Iptables also has a "DSCP" module. It's not clear which one to use for traffic shaping of SSH traffic. It seems that OpenSSH is still using the old TOS values, so it may be that the "TOS" module is the better choice at the moment.

This is a complex topic. I need to expand this with a simple setup that shows how to boost priority of interactive applications like SSH and possibly HTTP, while lowering priority for everything else. | Gentoo Wiki is one of the better documentation sources I have found.

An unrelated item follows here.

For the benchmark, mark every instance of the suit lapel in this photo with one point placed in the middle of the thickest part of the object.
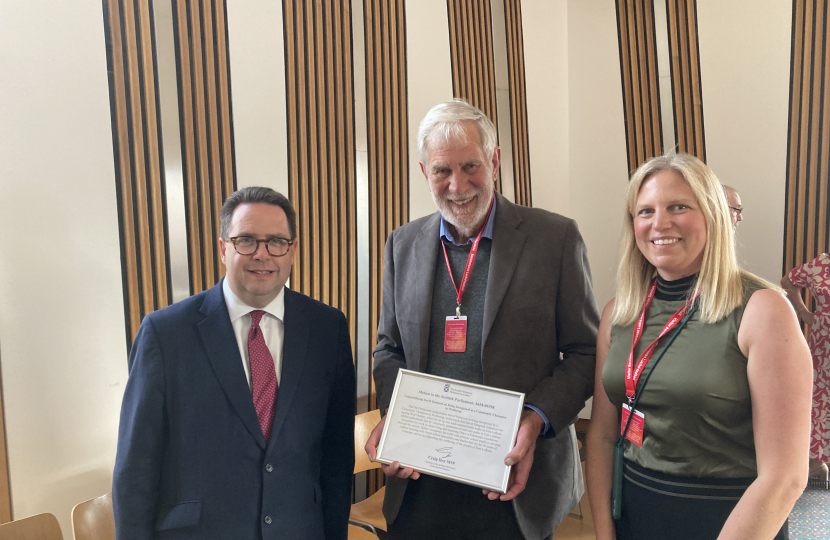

TCNG seems interesting. I have yet to try it:

http://tcng.sourceforge.net/

I tried this without much luck:

http://lartc.org/howto/lartc.cookbook.ultimate-tc.html#AEN2210

This page also has some notes: http://www.void.gr/kargig/blog/2005/07/27/traffic-shaping-a-dsl-line-with-linux/

Handy commands

Ban -- block an annoying machine

This blocks a specific IP address from reaching your server. This is useful if you are getting annoying traffic from another machine and you want to get rid of them. Replace 255.255.255.255 with the IP address you want to drop.

iptables -I INPUT -j DROP -s 255.255.255.255

I set these aliases in my .bash_aliases file (sourced by .bashrc):

alias ban='iptables -I INPUT -j DROP -s'
alias unban='iptables -D INPUT -j DROP -s'

A very useful tool to do this automatically is fail2ban.

Show packet and byte counts

This shows the counters for each rule in a chain. This shows the number of packets and bytes that have gone through a specific chain. You can use this to measure traffic.